Interview sur interview.

Question sur question.

Si les concerts et les festivals m'épuisent, les interviews, bien moins nombreuses malgré tout, me transportent dans un état de fatigue et de lassitude d'un autre niveau qui me cloue à terre. Tout ce que je veux, c'est un grand et long bain gelé.


Base matifiante.

Fond de teint.

Poudre.

Je n'ai jamais autant eu de maquillage sur la gueule que lors de ces moments. Ça me chatouille le nez à tel point que l'envie d'éternue s'égale à ma forte envie d'aller pisser. Mais la maquilleuse du média du jour m'empêche de bouger, bloquant mon corps, mes mouvements.

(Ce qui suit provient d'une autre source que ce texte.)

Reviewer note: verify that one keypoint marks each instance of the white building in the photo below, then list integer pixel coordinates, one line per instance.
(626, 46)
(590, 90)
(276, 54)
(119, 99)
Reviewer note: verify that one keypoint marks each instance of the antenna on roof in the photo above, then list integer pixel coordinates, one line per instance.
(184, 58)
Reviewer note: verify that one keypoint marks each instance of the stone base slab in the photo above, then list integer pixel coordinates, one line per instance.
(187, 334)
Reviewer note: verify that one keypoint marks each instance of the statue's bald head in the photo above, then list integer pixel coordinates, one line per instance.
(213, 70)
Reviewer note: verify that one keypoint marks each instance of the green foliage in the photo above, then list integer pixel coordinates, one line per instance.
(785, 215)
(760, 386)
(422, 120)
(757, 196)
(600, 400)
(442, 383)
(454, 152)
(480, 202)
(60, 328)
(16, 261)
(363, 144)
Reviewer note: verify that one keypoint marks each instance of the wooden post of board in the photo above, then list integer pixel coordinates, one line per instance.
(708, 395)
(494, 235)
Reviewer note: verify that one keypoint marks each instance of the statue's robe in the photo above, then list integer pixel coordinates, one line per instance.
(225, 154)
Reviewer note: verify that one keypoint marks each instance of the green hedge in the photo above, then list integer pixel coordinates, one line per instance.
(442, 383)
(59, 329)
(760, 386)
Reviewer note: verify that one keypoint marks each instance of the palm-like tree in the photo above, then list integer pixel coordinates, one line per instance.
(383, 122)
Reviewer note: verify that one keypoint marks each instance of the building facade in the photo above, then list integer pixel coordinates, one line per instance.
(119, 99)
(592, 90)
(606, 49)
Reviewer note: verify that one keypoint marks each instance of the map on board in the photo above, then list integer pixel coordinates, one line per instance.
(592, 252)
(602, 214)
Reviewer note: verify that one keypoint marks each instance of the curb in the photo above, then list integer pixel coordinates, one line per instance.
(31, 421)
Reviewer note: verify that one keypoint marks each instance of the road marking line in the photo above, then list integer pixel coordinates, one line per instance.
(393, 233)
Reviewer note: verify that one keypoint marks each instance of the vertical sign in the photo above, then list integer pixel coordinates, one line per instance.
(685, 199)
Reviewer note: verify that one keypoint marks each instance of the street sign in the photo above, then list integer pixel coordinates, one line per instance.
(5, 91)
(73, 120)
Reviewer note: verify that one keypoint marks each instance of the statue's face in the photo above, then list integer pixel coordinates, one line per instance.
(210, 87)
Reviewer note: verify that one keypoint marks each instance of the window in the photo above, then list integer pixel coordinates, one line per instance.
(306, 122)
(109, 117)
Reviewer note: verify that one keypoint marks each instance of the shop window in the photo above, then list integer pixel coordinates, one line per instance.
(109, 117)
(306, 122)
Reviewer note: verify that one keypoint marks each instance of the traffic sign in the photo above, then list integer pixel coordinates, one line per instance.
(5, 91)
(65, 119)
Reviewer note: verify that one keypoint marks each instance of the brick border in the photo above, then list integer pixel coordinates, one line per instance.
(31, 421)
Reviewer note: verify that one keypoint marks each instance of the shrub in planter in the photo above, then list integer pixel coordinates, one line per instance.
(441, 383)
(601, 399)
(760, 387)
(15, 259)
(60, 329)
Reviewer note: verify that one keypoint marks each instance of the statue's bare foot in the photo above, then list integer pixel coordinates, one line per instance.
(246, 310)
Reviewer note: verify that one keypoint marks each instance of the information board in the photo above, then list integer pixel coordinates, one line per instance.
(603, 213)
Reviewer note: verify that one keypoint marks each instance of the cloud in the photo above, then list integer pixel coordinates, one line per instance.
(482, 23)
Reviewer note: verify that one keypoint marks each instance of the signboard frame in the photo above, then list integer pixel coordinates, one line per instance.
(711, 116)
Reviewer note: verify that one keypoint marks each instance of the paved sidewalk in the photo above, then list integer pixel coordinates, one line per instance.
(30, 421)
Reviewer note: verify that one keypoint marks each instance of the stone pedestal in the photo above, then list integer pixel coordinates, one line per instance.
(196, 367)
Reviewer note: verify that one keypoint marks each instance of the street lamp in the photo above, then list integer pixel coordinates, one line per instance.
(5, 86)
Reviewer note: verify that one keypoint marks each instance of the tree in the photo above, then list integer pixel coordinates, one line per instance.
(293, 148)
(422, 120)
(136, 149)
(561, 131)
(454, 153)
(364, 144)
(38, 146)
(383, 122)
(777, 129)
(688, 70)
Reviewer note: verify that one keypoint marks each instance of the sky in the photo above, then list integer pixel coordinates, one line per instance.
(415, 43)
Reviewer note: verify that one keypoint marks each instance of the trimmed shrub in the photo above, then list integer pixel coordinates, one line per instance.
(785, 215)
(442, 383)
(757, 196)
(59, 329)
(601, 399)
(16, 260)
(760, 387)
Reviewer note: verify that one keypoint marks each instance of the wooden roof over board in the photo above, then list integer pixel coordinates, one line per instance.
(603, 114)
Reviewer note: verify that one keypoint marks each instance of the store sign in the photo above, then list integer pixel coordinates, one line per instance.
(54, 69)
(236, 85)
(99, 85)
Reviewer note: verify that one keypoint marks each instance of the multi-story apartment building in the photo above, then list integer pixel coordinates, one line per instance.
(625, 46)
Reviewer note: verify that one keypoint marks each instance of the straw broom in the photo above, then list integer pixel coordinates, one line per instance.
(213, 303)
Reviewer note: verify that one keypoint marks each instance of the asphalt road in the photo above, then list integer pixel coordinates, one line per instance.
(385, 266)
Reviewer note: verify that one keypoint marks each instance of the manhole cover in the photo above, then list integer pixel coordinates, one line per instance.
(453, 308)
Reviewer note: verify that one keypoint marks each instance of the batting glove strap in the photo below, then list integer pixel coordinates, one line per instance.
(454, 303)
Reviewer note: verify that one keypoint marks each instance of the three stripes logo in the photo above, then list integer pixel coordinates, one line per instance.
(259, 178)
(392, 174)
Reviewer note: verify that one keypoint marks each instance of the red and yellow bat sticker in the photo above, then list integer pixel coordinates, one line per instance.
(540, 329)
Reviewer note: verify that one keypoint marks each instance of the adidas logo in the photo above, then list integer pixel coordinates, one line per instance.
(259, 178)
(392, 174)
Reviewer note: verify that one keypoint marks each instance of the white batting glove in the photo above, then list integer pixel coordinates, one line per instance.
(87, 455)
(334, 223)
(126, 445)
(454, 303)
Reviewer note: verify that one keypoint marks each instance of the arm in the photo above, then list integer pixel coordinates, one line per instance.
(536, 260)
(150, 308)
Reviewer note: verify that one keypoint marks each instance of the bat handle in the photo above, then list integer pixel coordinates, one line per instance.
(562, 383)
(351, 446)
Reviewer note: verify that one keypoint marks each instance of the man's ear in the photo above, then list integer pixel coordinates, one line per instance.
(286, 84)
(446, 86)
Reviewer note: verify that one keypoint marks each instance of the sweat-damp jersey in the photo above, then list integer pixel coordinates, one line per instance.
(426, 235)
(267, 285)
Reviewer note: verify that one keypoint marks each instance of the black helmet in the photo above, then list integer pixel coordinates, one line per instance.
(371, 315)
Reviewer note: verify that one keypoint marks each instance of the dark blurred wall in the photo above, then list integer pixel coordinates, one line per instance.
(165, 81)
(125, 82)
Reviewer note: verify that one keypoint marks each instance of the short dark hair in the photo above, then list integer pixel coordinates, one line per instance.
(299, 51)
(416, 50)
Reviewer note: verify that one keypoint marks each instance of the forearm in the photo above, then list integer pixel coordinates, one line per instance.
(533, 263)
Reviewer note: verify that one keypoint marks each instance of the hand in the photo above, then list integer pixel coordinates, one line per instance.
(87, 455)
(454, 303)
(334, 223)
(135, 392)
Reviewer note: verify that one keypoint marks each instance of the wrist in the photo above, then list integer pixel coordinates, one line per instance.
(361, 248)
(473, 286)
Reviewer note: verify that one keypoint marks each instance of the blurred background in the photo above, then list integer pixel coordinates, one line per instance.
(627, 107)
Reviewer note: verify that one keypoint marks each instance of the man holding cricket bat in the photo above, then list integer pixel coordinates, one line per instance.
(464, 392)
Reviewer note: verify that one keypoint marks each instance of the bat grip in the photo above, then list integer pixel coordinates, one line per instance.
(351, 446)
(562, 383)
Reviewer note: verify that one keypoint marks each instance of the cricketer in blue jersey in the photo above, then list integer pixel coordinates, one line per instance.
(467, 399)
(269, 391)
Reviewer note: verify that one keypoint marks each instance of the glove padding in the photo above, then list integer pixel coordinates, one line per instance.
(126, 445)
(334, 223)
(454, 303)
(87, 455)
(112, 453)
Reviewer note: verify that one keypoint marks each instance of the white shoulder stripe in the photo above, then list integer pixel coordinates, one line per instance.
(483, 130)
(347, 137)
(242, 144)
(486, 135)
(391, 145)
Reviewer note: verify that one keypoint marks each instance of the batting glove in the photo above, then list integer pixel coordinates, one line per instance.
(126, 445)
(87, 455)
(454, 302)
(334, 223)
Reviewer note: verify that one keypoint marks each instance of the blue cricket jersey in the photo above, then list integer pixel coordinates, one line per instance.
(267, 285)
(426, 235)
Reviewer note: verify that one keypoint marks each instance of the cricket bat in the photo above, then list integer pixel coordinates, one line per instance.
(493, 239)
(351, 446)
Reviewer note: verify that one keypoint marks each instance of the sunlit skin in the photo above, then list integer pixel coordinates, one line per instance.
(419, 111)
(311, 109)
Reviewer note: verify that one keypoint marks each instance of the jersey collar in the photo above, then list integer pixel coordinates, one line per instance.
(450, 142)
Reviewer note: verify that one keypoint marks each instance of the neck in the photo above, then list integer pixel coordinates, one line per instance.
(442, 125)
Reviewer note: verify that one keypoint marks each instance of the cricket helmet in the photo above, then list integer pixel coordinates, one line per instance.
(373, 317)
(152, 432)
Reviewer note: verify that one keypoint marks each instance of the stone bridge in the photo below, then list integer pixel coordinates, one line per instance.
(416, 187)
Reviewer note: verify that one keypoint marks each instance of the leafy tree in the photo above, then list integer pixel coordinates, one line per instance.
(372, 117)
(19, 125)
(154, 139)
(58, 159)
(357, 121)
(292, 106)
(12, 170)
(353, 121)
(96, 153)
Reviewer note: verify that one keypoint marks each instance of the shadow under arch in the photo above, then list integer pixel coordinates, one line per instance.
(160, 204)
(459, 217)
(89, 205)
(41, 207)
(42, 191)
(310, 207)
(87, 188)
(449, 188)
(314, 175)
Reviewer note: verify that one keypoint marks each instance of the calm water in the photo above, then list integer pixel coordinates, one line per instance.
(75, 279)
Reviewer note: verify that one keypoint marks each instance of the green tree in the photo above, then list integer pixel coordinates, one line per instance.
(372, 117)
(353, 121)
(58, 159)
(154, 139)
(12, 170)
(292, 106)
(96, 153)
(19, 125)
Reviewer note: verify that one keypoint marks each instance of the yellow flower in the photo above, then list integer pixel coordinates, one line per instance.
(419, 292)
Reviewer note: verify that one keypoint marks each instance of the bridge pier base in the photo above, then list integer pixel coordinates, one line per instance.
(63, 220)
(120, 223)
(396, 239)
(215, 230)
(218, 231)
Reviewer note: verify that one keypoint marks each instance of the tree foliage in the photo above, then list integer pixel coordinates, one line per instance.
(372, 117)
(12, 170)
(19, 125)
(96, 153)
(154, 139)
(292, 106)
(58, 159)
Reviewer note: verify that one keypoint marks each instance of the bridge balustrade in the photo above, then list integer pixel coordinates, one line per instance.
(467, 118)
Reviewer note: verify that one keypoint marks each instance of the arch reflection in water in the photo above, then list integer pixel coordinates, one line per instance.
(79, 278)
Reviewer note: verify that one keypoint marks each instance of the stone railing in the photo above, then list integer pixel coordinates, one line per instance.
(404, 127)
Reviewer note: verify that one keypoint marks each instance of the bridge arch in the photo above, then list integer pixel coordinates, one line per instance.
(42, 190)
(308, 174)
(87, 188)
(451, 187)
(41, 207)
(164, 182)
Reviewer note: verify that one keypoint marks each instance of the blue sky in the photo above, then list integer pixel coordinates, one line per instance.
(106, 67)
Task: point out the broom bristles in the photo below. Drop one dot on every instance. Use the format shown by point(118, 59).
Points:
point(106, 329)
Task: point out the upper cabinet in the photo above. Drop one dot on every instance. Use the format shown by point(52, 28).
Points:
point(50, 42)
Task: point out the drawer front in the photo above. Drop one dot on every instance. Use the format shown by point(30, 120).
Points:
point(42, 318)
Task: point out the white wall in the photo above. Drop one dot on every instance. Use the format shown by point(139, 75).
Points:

Elle s'entête à passer son pinceau sur mon visage, s'arrêtant au niveau de mes lèvres qu'elle regarde un peu trop langoureusement à mon humble avis.

Désolé ma grande, mais mes pensées sont obnubilées par une toute autre personne bien différente.

- Il est bientôt prêt ? crie l'assistant du bureau de journalistes, une oreillette à l'oreille, un calepin dans la main et un visage aussi strict que mes anciens profs de collège.

- Tout de suite oui, soupire sa collègue, la maquilleuse qui m'étonne à aussi bien manier le pinceau avec d'aussi longs ongles.

Et là, sans en comprendre la raison, elle pose son pouce près de mes lèvres pour retirer je ne sais quelle particule qui semble la gêner.

Son doigt me dérange et je recule le visage pour briser le contact qu'elle m'impose, peut-être sans s'en rendre compte.

- Allez on y va ! sourit Samia en entrant dans la loge aussi bordélique que ma chambre d'enfant.

Ses deux tresses collées donnent une plus belle vue sur son visage noir et ses yeux également sombres.

Si Evan est la froideur incarnée, Samia est chaleureuse, empathique et bienveillante. Je ne la vois que de temps en temps, quand mon agent ne peut vraiment pas être là pour moi. L'année dernière, il a dû prendre des jours de repos pendant qu'il faisait son deuil de sa mère tout juste décédée.

Si je peux me passer d'agent quand je vais au studio, ou dans la vie de tous les jours, c'est plus compliqué lors des interviews ou avant les concerts. C'est son rôle de gérer ça, du moins, je lui donne ce rôle et cette importance. Il m'a alors proposé les services d'une personne de confiance, Samia, et depuis, elle vient à ma rescousse dès que je crie " à l'aide ".

Avant de sortir de la loge, elle m'arrête pour passer une main dans mes cheveux et les coiffer un peu moins strictement que la maquilleuse a fait, se prenant pour ma coiffeuse.

- N'oublie pas de tout faire pour dévier les questions sur les photos et les vidéos. Si tu n'y arrives pas, ne t'en fais pas, tu gèreras malgré tout.

Puis elle fait un geste qu'Evan ne s'oserait jamais à faire en vue de l'infantilisation que je prends dans le pif à cet instant : elle me pince les joues et les tire doucement comme ce qu'on fait à un enfant qu'on apprécie bien.

Juste avant d'entrer dans le studio, un petit jeune frôlant les dix-huit ans à peine m'habille d'un micro cravate. Les mains tremblant de nervosité, il n'arrive pas à l'accrocher pendant que ce qui ressemble à sa responsable le juge sans aucune honte un peu plus loin.

- Florentin, tu te dépêches un peu ? Ça va être l'heure ! Laisse le partir.

Je soupire et attrape ce que le jeune a dans les mains pour l'installer moi-même, sans que sa responsable le remarque. Il me sourit faiblement et je prends la direction opposée, vers le studio.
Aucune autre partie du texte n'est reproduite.